Tōru Takemitsu
Compositeur
La musique de Tōru Takemitsu illustre, surtout à partir des années 1960, la quête d’une fusion entre les esthétiques asiatique et occidentale. L’ambition du compositeur était de trouver un langage qui satisfasse aux exigences internationales de la musique moderne sans pour autant renier les traditions de son pays natal, le Japon. Outre ses œuvres destinées à la salle de concert, Takemitsu a composé les bandes son de plus de 100 longs métrages et productions télévisées, dont Soleil levant de Philip Kaufman et Ran d’Akira Kurosawa, grand classique des films de samouraïs.

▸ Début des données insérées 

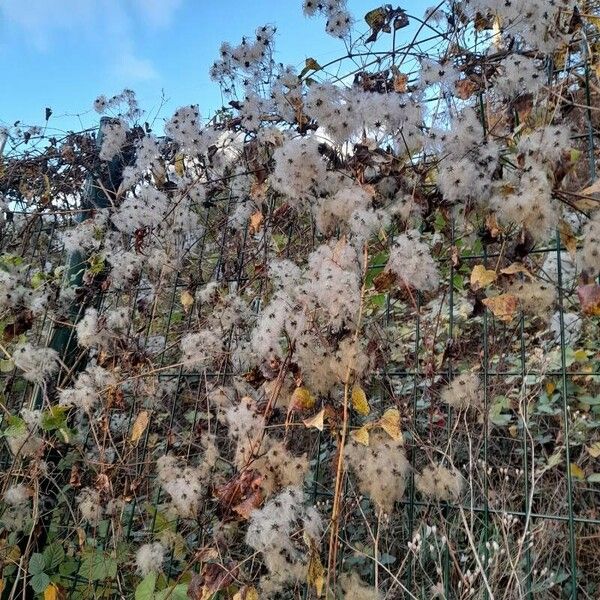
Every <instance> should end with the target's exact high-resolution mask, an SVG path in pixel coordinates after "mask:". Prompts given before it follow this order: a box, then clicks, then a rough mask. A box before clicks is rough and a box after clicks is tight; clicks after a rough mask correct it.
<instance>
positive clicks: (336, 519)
mask: <svg viewBox="0 0 600 600" xmlns="http://www.w3.org/2000/svg"><path fill="white" fill-rule="evenodd" d="M368 266H369V250H368V246H367V244H365V245H364V246H363V281H362V286H361V289H360V305H359V308H358V316H357V319H356V330H355V332H354V340H353V347H354V350H355V352H356V349H357V344H358V336H359V333H360V326H361V322H362V315H363V308H364V298H365V292H366V283H367V269H368ZM351 373H352V363H350V362H349V363H348V366H347V367H346V376H345V377H344V405H343V411H344V412H343V421H342V427H341V431H340V433H339V443H338V452H337V466H336V474H335V487H334V492H333V507H332V510H331V521H330V526H331V527H330V532H329V554H328V558H327V583H326V587H325V589H326V591H325V597H326V598H330V597H331V596H330V587H329V583H330V581H333V582H334V589H333V592H334V593H335V572H336V564H337V548H338V531H339V527H340V505H341V501H342V487H343V482H344V448H345V446H346V436H347V432H348V421H349V411H348V399H349V397H350V375H351Z"/></svg>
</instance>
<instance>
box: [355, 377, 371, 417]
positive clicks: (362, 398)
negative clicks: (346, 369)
mask: <svg viewBox="0 0 600 600" xmlns="http://www.w3.org/2000/svg"><path fill="white" fill-rule="evenodd" d="M352 407H353V408H354V410H355V411H356V412H357V413H358V414H359V415H362V416H363V417H366V416H367V415H368V414H369V413H370V412H371V407H370V406H369V401H368V400H367V395H366V394H365V390H363V389H362V388H361V387H360V386H359V385H355V386H354V387H353V388H352Z"/></svg>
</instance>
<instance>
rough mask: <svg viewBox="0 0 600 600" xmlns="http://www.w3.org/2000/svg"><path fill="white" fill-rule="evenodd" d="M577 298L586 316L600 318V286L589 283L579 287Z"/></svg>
mask: <svg viewBox="0 0 600 600" xmlns="http://www.w3.org/2000/svg"><path fill="white" fill-rule="evenodd" d="M577 296H578V298H579V304H580V305H581V310H582V311H583V313H584V314H586V315H591V316H593V317H597V316H600V285H598V284H597V283H587V284H582V285H579V286H577Z"/></svg>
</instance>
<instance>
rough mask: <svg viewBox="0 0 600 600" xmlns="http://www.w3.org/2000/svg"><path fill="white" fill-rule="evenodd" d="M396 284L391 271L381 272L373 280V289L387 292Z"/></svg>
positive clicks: (394, 274) (394, 279)
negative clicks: (387, 290) (386, 290)
mask: <svg viewBox="0 0 600 600" xmlns="http://www.w3.org/2000/svg"><path fill="white" fill-rule="evenodd" d="M394 283H396V274H395V273H393V272H392V271H382V272H381V273H379V275H377V276H376V277H375V278H374V279H373V287H374V288H375V289H376V290H377V291H378V292H385V291H386V290H389V289H390V288H391V287H392V286H393V285H394Z"/></svg>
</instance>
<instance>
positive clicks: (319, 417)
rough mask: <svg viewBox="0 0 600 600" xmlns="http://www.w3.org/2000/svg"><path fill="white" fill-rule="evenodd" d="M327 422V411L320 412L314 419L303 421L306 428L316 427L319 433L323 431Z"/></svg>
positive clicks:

Né à Tokyo en 1930, Tōru Takemitsu passe les premières années de sa vie en Chine avec sa famille. À l’âge de sept ans, il retourne au Japon pour y effectuer sa scolarité et découvre la musique traditionnelle japonaise grâce à sa tante qui joue du koto (une sorte de cithare). Mais c’est en 1944, pendant son service militaire, que s’éveille son amour pour la musique grâce au tube Parlez-moi d’amour interprété par Josephine Baker. Après la guerre, Takemitsu écoute surtout du jazz ainsi que des œuvres de Claude Debussy et Aaron Copland à la radio des forces d’occupation américaines. En 1947, alors qu’il suit des études de philosophie de l’art auprès de Yasuji Kiyose, il se met à composer en autodidacte. Son intérêt pour la peinture, la littérature, le théâtre et le cinéma modernes nourrit son style personnel avant-gardiste. Le compositeur de musique de film Fumio Hayasaka devient son mentor et le présente au réalisateur Akira Kurosawa. En décembre 1950, Takemitsu fait ses débuts auprès du groupe d’artistes Shin sakkyokuha kyôkai avec sa pièce pour piano Lento in due movimenti, qui est reçue positivement. Son Requiem pour cordes lui vaut son premier grand succès : Igor Stravinsky, qui entend l’œuvre lors d’un séjour au Japon, est séduit. Composé à l’occasion du 125e anniversaire du New York Philharmonic Orchestra, November Steps pour biwa, shakuhachi et orchestre apporte au compositeur une large reconnaissance internationale. Takemitsu obtient ensuite, avec une remarquable continuité, de nombreuses commandes de la part d’interprètes, orchestres et institutions renommés, qui font de lui le premier compositeur japonais de renommée mondiale.